Zeichen gegen Gewalt

Brötchentüten-Aktion soll auf sensibles Thema aufmerksam machen

Zeichen gegen Gewalt

Zusammen mit der Bäckerinnung setzen die Gleichstellungsbeauftragten des Heidekreises, des Landkreises Celle und dem Runden Tisch gegen Häusliche Gewalt Celle jetzt mit einer gemeinschaftlichen Aktion ein Zeichen: „Gewalt kommt nicht in die Tüte“ heißt es bei den Bäckereien am 25. November, dem Gedenktag gegen Gewalt an Frauen und Mädchen. Dabei soll das prägnante Motto der Kampagne als Aufdruck auf den Brötchentüten zur Diskussion am Frühstückstisch anregen.

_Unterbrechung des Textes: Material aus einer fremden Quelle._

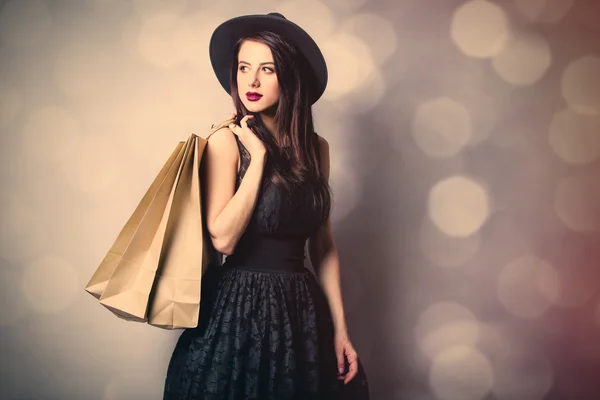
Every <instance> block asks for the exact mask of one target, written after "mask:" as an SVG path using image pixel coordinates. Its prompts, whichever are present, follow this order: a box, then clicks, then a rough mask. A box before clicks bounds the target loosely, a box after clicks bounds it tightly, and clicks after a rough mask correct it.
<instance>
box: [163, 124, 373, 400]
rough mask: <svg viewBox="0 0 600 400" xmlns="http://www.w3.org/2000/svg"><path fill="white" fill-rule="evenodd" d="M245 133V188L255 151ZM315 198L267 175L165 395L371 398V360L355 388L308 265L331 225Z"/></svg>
mask: <svg viewBox="0 0 600 400" xmlns="http://www.w3.org/2000/svg"><path fill="white" fill-rule="evenodd" d="M234 136H235V135H234ZM235 137H236V140H238V148H239V150H240V155H241V162H240V171H239V173H238V177H237V184H236V189H237V187H239V185H240V183H241V181H242V179H243V177H244V174H245V172H246V169H247V167H248V164H249V154H248V152H247V151H246V149H245V148H244V147H243V145H242V144H241V142H240V141H239V139H238V138H237V136H235ZM304 197H306V196H304ZM303 200H304V201H303ZM309 204H311V203H310V202H308V201H306V199H305V198H303V196H302V193H301V192H299V193H298V194H297V195H294V196H283V195H282V192H281V191H279V190H278V189H277V187H276V186H274V185H272V184H271V183H270V182H267V180H263V185H262V187H261V191H260V193H259V197H258V199H257V204H256V207H255V210H254V213H253V215H252V217H251V220H250V222H249V224H248V227H247V228H246V231H245V232H244V234H243V236H242V237H241V239H240V240H239V242H238V245H237V247H236V249H235V252H234V254H232V255H230V256H229V257H227V258H226V261H225V263H224V264H223V265H222V266H212V267H209V269H208V270H207V271H206V273H205V275H204V276H203V279H202V300H201V310H200V321H199V324H198V327H196V328H193V329H185V330H184V331H183V333H182V334H181V336H180V337H179V339H178V341H177V344H176V346H175V349H174V351H173V355H172V357H171V361H170V363H169V366H168V370H167V376H166V381H165V390H164V400H183V399H186V400H191V399H206V400H208V399H223V400H225V399H231V400H233V399H235V400H238V399H239V400H242V399H243V400H246V399H260V400H263V399H264V400H267V399H278V400H279V399H282V400H283V399H328V400H329V399H340V398H343V399H349V398H353V399H354V398H356V399H358V398H360V399H366V398H368V385H367V380H366V376H365V374H364V371H363V370H362V366H360V369H359V375H358V376H356V377H355V378H354V379H353V380H352V381H351V382H350V383H349V384H348V385H344V384H343V381H340V380H337V372H336V366H337V363H336V357H335V350H334V342H333V338H334V331H333V324H332V319H331V315H330V311H329V306H328V303H327V300H326V297H325V295H324V293H323V292H322V289H321V287H320V285H319V283H318V281H317V279H316V277H315V276H314V275H313V273H312V272H311V271H309V270H308V269H306V268H305V267H304V258H305V254H304V253H305V252H304V246H305V242H306V240H307V238H308V237H309V236H310V235H311V234H312V233H313V232H314V231H315V230H316V229H317V228H318V227H319V225H320V224H321V222H322V221H320V220H319V218H318V217H317V215H316V213H315V212H314V210H311V209H310V208H309V207H308V205H309Z"/></svg>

Auf den Brötchentüten finden sich zudem die Anlaufstellen bei Häuslicher Gewalt. Besonders unterstützt wird die Aktion von Konditormeisterin Anja Misch und Dirk Wrogemann, Obermeister der Bäckerinnung Lüneburger Heide (diese entstand Anfang des Jahres aus der Fusion der Bäckerinnungen Celle und Soltau-Fallingbostel). Die Brötchentütenaktion ist bereits seit 15 Jahren ein Beitrag der Bäckerinnung im Heidekreis zum 25. November, an dem in vielen Städten in ganz Deutschland seit 1981 auf die Gewalt an Frauen und Mädchen aufmerksam gemacht wird. Bianka Lawin, Gleichstellungsbeauftragte des Landkreises Celle, arbeitet schon seit langem über die Landkreisgrenzen hinweg, um ein überregionales Hilfenetzwerk sicherzustellen. „Es ist besonders wichtig, dass in Not geratene Frauen und Mädchen wissen, wo sie Hilfe finden und dass Nachbarn und Angehörige aufmerksam sind. Das Thema ‚Häusliche Gewalt‘ darf nicht tabuisiert werden. Es kann jede Frau treffen und die Grenzen von psychischer zu körperlicher Gewalt sind fließend“, so Lawin. Auch der Celler Kreisrat Axel Flader begrüßt die Aktion: „Ich freue mich, dass seit diesem Jahr auch der Landkreis Celle dabei ist.“

Im Heidekreis gehen rund 20.000 Tüten in etwa 35 Verkaufsstellen über die Verkaufstresen - das bringt Aufmerksamkeit: „Mit den Tüten tragen wir das Thema ‚Häusliche Gewalt‘ direkt in die Haushalte hinein, regen zu einer Diskussion über das Thema an und bewegen hoffentlich die ein oder andere dazu, in ihrem Umfeld genauer hinzuschauen und die angebotenen Hilfsangebote zu nutzen“, hofft die Gleichstellungsbeauftragte der Stadt Walsrode, Priska Wethkamp. Der alljährliche Aktionstag gegen Gewalt gegen Frauen und Mädchen am 25. November sei so aktuell wie nie zuvor, macht Lawin deutlich: „Jede vierte Frau wurde laut Bundesfamilienministerium Opfer von Häuslicher Gewalt durch den Partner. Im Landkreis Celle rückte die Polizei durchschnittlich täglich zu mindestens einem Einsatz wegen Häuslicher Gewalt aus. Einen Anstieg der Zahlen konnte die Polizei besonders wegen des Lockdowns feststellen. Lediglich in den Monaten Juli und September war ein leichter Rückgang zu verzeichnen, der bereits im Oktober wieder massiv anstieg. Bereits zu Anfang des Jahres waren die Frauenhäuser teilweise voll ausgelastet.“

Um den Cornabestimmungen gerecht zu werden, die weniger Belegung zulassen, erwirkte die Gleichstellungsbeauftragte des Landkreises Celle mit Unterstützung des Landrats Klaus Wiswe zu Beginn des ersten Lockdowns eine Aufstockung von weiteren vier Notplätzen für die beiden Frauenhäuser in Celle.